Un modèle mathématique du célibat

Cela suggère que le célibat peut évoluer par sélection naturelle. Pour en savoir plus sur les détails de la façon dont cela se produit, nous avons construit un modèle mathématique de l’évolution du célibat, où nous avons étudié les conséquences de devenir moine sur l’aptitude évolutive d’un homme, celle de ses frères et des autres membres du village. Nous avons modélisé à la fois le cas où la décision d’envoyer un garçon dans un monastère est prise par les parents, comme cela semble être le cas dans notre étude de terrain, et celui où un garçon prend sa propre décision.

Les moines restant célibataires signifient qu’il y a moins d’hommes en compétition pour le mariage avec des femmes dans le village. Mais alors que tous les hommes du village pourraient bénéficier si l’un d’eux devenait moine, la décision du moine ne favorise pas sa propre aptitude génétique. Par conséquent, le célibat ne devrait pas évoluer.

Cette situation change toutefois si le fait d’avoir un frère moine rend les hommes plus riches et donc plus compétitifs sur le marché matrimonial. Le célibat religieux peut désormais évoluer par sélection naturelle car, alors que le moine n’a pas d’enfant, il aide ses frères à en avoir davantage. Mais surtout, si le choix de devenir moine appartient au garçon lui-même, il est probable que cela reste rare – du point de vue d’un individu, ce n’est pas très avantageux.

Dans le modèle, nous montrons que le célibat ne devient beaucoup plus courant que si ce sont les parents qui en décident. Les parents acquièrent la forme physique de tous leurs enfants, ils en enverront donc un au monastère tant qu’il y aura un avantage pour les autres. Le fait que les garçons aient été envoyés au monastère à un jeune âge, avec beaucoup de célébrations, et aient été déshonorés s’ils abandonnaient plus tard leur rôle, suggère une pratique culturelle façonnée par les intérêts parentaux.

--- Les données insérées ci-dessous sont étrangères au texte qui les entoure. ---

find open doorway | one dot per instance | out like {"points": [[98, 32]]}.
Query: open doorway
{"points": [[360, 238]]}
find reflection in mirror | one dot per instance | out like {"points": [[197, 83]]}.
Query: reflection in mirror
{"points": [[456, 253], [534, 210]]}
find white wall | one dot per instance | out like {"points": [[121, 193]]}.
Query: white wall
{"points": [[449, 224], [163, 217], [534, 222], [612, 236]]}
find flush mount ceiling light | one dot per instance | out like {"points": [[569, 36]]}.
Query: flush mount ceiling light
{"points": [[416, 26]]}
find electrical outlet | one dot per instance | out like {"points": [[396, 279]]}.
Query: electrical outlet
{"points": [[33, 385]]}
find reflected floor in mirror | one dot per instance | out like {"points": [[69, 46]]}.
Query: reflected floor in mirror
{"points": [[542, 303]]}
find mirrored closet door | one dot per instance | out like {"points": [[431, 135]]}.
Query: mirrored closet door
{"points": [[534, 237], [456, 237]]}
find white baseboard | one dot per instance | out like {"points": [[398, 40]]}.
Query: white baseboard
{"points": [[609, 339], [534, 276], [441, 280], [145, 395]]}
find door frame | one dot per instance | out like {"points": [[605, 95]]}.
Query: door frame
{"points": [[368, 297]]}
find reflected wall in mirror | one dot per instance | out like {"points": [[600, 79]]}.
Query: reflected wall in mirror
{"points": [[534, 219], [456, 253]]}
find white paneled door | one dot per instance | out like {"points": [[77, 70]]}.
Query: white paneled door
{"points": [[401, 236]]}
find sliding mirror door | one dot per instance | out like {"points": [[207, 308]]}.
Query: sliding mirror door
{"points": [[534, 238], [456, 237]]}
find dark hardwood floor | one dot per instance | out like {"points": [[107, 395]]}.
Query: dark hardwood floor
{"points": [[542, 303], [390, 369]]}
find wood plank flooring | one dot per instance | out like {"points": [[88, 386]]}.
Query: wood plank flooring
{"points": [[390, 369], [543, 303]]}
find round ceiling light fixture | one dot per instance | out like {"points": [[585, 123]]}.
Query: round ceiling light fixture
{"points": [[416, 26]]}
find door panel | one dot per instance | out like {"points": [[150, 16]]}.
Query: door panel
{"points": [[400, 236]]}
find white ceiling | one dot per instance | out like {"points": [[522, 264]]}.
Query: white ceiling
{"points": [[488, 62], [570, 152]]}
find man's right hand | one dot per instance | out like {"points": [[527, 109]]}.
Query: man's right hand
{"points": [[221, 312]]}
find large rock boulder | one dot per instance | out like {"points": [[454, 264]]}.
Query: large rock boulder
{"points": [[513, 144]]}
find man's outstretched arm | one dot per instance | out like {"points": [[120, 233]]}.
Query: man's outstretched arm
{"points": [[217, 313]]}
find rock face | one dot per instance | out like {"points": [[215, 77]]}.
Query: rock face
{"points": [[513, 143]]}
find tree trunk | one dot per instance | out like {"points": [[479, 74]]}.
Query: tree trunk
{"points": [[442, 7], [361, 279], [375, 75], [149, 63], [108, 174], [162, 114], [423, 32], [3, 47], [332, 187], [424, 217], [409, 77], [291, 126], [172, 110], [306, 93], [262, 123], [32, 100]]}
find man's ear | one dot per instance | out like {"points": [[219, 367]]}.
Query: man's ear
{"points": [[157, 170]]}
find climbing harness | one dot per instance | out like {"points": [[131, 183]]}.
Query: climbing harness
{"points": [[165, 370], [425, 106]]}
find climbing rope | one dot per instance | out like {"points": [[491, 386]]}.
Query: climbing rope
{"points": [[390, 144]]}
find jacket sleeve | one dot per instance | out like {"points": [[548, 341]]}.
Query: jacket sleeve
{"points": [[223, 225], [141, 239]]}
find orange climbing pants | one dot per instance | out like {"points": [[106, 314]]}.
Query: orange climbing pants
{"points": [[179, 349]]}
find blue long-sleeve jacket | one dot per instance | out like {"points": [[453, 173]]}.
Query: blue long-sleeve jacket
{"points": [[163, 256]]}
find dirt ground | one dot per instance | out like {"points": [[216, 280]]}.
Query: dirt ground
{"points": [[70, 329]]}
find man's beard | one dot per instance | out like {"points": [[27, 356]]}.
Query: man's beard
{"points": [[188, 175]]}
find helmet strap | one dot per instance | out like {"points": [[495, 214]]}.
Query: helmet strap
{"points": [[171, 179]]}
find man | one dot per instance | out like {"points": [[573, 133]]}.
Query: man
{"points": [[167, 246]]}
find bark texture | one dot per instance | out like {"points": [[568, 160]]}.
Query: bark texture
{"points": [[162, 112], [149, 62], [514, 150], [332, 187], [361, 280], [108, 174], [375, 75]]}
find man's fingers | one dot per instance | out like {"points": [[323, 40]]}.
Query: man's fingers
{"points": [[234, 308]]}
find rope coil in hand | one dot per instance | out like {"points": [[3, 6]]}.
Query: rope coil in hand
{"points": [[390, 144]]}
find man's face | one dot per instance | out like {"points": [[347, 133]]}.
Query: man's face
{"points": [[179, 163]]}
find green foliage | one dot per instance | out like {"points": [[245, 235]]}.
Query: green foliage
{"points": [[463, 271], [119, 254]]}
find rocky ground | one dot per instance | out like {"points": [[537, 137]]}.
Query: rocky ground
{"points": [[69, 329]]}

Ce modèle pourrait également clarifier l’évolution d’autres types de favoritisme parental dans d’autres contextes culturels, voire l’infanticide. Et un cadre similaire pourrait expliquer pourquoi les femmes célibataires (nonnes) sont rares dans les sociétés patriarcales telles que le Tibet, mais pourraient être plus courantes dans les sociétés où les femmes sont en plus grande concurrence les unes avec les autres – par exemple, où elles ont plus de droits d’héritage (comme dans certaines parties de l’Europe).

Nous développons actuellement de nouvelles recherches pour comprendre pourquoi la fréquence des moines et des nonnes varie selon les religions et les régions du monde.

Il est souvent suggéré que la diffusion d’idées nouvelles, même irrationnelles, peut entraîner la création de nouvelles institutions lorsque les gens se conforment à une nouvelle norme. Mais il se peut que les institutions soient aussi façonnées par les décisions reproductives et économiques des gens.

Ruth Mace, professeur d’anthropologie, UCL, et Alberto Micheletti, chercheur, UCL. Cet article est republié de The Conversation sous une licence Creative Commons. Lire l’article d’origine.